There was an occasion in the life of the Lord when He was questioned by the chief priests and scribes as to the authority on which He was speaking and acting. In accordance with His custom, He entered into no long discourse in His reply, but presented them with a dilemma: "I will also ask you one thing; and answer me: The baptism of John, was it from heaven, or of men?", Luke 20. 3-4. They did not know, and again watch Him as He is confronted on the sabbath day with a man with a withered hand, whom He heals. Knowing their thoughts, He says, "I will ask you one thing; h it lawful on the sabbath days to do good, or to do evil? to save life, or to destroy it?", Luke 6. 9. So the Lord deals with His accusers, not with long arguments, but with the fundamental and essential "one thing", leaving them to come to terms with a vital issue.
How true it is that the Lord, when questioned, answers not just the question, but the questioner. Would He not today raise with us the question of our commitment to Him and to the testimony, as to how full and how whole-hearted we are in this? In another incident, a certain ruler asked the Lord, "what shall I do to inherit eternal life?". In the course of replying, He said, "Yet lackest thou one thing: sell all that thou hast, and distribute unto the poor, and thou shalt have treasure in heaven: and come, follow me", Luke 18. 18. At this the ruler was very sorrowful, for he was very rich, but not rich unto God. So the Lord simply tested one who was relying on good works, saying, "come, follow me". How different and refreshing is the case of the one born blind, who bore witness to the scoffers around him: "one thing I know, that, whereas I was blind, now I see", John 9. 25. His testimony was of "a man called Jesus", and this was irrefutable; so must our witness be positive both in word and ways.
Are there portrayed at the home in Bethany features of an assembly?

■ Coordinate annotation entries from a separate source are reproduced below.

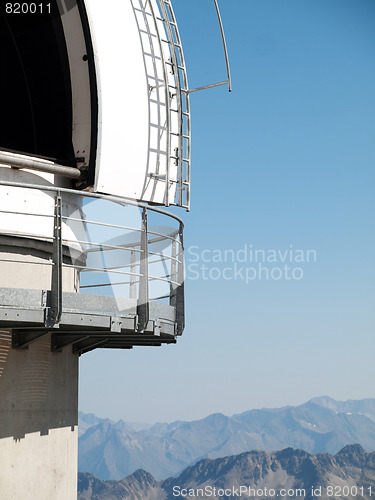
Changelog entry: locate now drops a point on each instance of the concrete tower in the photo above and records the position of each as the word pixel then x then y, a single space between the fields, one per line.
pixel 94 141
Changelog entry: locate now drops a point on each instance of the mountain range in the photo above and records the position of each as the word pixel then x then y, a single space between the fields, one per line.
pixel 322 425
pixel 264 475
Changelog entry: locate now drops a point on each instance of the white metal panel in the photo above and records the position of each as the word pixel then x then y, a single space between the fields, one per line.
pixel 135 143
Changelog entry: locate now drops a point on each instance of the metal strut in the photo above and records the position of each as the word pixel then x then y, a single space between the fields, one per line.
pixel 55 309
pixel 143 295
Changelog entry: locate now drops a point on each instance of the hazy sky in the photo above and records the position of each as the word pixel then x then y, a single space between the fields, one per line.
pixel 283 163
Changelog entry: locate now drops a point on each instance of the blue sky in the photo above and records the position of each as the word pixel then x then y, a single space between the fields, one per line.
pixel 286 159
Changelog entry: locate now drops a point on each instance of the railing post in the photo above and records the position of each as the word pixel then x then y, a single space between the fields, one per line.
pixel 180 291
pixel 55 309
pixel 133 280
pixel 143 298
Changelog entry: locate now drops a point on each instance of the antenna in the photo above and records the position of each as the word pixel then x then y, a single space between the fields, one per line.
pixel 90 256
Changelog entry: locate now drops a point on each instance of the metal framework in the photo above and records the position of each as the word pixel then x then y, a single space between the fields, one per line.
pixel 176 65
pixel 130 287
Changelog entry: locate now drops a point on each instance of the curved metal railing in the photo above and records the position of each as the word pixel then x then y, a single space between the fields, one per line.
pixel 110 246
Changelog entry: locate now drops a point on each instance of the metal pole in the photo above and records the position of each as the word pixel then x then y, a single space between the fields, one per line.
pixel 180 291
pixel 55 309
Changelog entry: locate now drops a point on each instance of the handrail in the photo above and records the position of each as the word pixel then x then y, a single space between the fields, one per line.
pixel 86 194
pixel 105 260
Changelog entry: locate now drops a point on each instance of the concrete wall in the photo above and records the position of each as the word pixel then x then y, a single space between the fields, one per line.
pixel 38 421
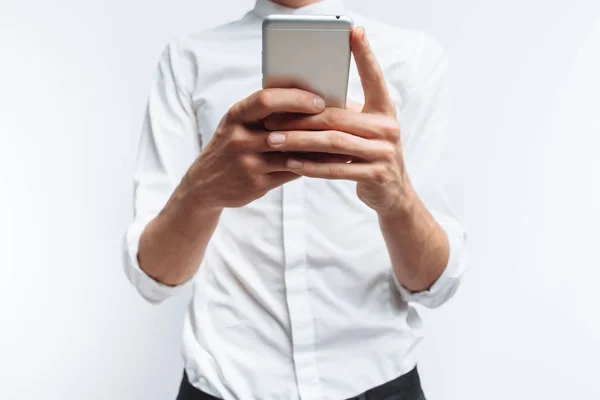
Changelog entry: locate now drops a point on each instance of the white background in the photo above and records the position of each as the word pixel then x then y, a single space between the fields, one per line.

And is not the essential feature of the Lord's Supper, the devotion to the Lord Jesus Himself, set forth in the devoted service of Mary when the house was filled with the odour of the ointment?, John 12. 3. All is set forth with beautiful simplicity in the instruction given by Paul, 1 Cor. 11. 23-25. Earlier, however, Luke tells of the attraction that the home at Bethany had for the Lord, "Martha . . . had a sister called Mary, which also sat at Jesus' feet, and heard his word. But Martha was cumbered about much serving, and came to him, and said, Lord, dost thou not care that my sister hath left me to serve alone? bid her therefore that she help me. And Jesus answered and said unto her, Martha, Martha, thou art careful and troubled about many things: but one thing is needful: and Mary hath chosen that good part, which shall not be taken away from her", Luke 10. 38-42. Undoubtedly, Martha also had great affection for the Lord while lacking the "one thing". Nevertheless, it is recorded, "now Jesus loved Martha, and her sister, and Lazarus", John 11.5.
Paul recounts to us the longings of his heart in Philippians 3. 8-14, where he speaks of "the excellency of the knowledge of Christ Jesus my Lord", and of his desire to be found in Him and to know, not just a doctrine, but the power of His resurrection so that he may apprehend that for which he had been apprehended by Christ Jesus. This word "apprehend" is not simply a matter of mental understanding, but involves laying hold of. He ends the section by saying, "Brethren, I count not myself to have apprehended: but this one thing I do . . . I press toward the mark for the prize of the high calling (the calling on high) of God in Christ Jesus". All other ambitions have been submerged, and the sole passion of his life, that on which he concentrated all his mental and physical energies, was "this one thing". What a wonderful example for all to emulate, and for those just setting out in life, they should understand that this is the highest object it is possible to have.